We’ve long since said good bye to those Horatio Alger and “Little Engine That Could” references to USF football. Was it barely a month ago that the Bulls were undefeated, ranked second in the BCS and the talk of this and many other towns?

What happened? Were they, as some skeptical pundits had been smugly predicting, finally “exposed” for the gate-crashing pretenders they were?

Not really.

A couple of points.

In the parity round-robin that is today’s college football rankings, USF is as good – and as vulnerable – as most of the brand name schools: the South Carolinas, Alabamas and Penn States. It is arguably better than the Georgia Techs, Miamis and North Carolina States. It is much better than the Nebraskas, Minnesotas and Notre Dames. And it has beaten the West Virginias, Auburns and North Carolinas.
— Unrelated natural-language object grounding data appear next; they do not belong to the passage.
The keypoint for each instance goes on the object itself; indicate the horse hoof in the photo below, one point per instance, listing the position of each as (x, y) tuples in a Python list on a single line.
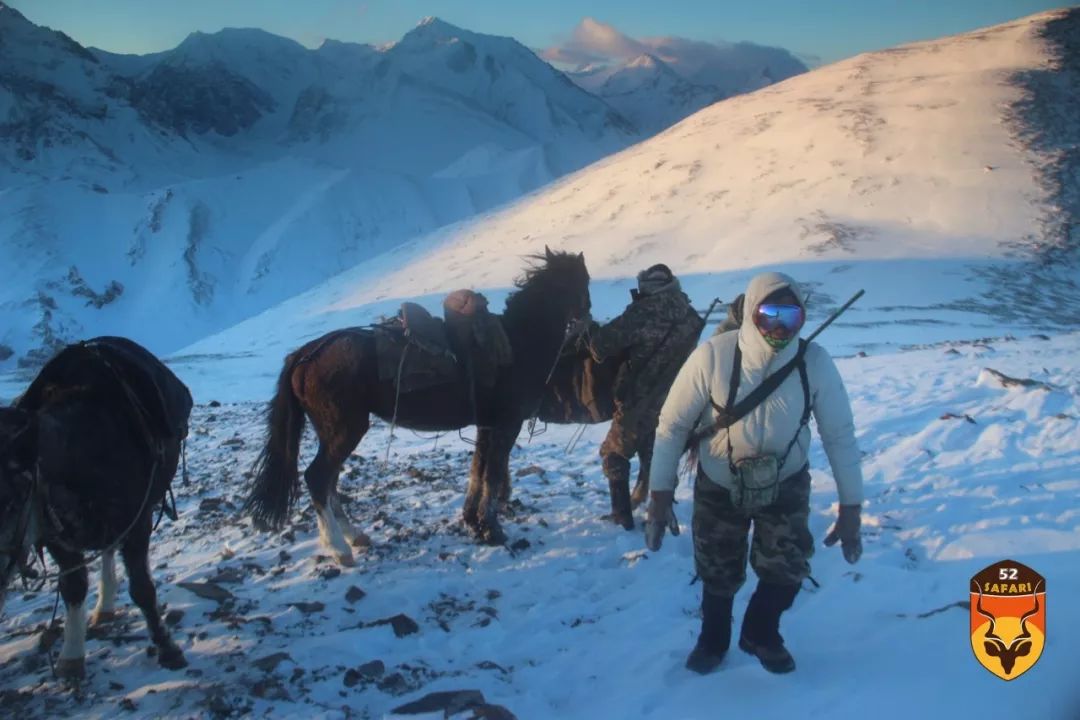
[(493, 537), (345, 558), (172, 657), (71, 668)]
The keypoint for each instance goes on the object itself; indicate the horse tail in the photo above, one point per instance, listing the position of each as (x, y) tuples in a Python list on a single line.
[(277, 476)]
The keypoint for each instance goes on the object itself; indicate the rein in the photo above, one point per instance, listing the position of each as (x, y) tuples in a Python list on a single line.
[(551, 374)]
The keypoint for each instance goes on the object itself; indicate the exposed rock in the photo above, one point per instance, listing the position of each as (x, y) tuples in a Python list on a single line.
[(268, 663), (448, 702), (207, 591)]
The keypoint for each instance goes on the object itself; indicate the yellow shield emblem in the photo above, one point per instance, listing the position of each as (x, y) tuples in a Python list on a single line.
[(1008, 617)]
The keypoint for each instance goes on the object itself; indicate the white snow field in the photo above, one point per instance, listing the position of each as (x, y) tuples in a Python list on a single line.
[(920, 174)]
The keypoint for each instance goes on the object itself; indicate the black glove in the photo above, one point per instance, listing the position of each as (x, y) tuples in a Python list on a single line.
[(660, 517), (847, 531)]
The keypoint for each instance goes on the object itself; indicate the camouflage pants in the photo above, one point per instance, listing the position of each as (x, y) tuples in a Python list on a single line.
[(630, 435), (782, 545)]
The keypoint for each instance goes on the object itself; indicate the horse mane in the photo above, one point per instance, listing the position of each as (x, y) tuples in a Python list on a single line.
[(536, 277)]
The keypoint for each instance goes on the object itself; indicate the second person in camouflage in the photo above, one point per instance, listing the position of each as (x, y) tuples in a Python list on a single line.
[(653, 336)]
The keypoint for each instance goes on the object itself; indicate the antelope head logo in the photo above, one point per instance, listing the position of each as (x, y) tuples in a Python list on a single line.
[(1020, 647)]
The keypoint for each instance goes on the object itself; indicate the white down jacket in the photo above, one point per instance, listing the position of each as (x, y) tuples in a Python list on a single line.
[(771, 425)]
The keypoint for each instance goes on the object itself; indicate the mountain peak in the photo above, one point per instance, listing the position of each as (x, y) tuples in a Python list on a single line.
[(436, 25), (11, 17)]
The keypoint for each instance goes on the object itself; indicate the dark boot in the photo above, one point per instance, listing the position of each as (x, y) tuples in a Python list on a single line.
[(715, 634), (617, 470), (760, 632)]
The Bulls are a major player, and that won’t change. They are here to stay. And the top deck at Raymond James Stadium will be in play more often than not for USF games from here on out.

As the new grid kid on the block, they surprised most outsiders with their early results and talent level – and their seemingly instant inclusion among college football’s elite. But sheer ability wasn’t enough, as it turned out, to trump growing pains. The kind that lose you games you should win.

USF’s problem has been composure. Make that lack of. When the Bulls were not expected to win, they played with abandon – and won. Think: Pittsburgh, Louisville and West Virginia in the past few years. They were having fun – an underdog’s exemption from stress and nerves. Overtime at Auburn, at night, in front of 85,000 heavily imbibed Tiger faithful – what pressure?

But with the Bull’s eye of national recognition, USF has been playing not to lose. Not to lose the game, not to lose that exalted ranking. Not to lose to underdogs.

And it’s a top-down issue. Questionable play-calling, clock management and sideline deportment were signs of a team wound too tight. There was an increase in dropped-passes, missed assignments and poor decision-making. Penalties attributed to lack of discipline and concentration rose. A few key injuries hardly helped.

In unprecedented fashion, USF had fast-forwarded from a nobody to a major college force. But what they haven’t done yet is make the transition from the hunter to the hunted. That’s the part that does take seasoning.

And may this be the final season for that. Because after this year, the grace period accorded a quintessential upstart ends. Lack of composure will be unkindly labeled “choking.”

It comes with the territory – talent, success and the expectation of more success.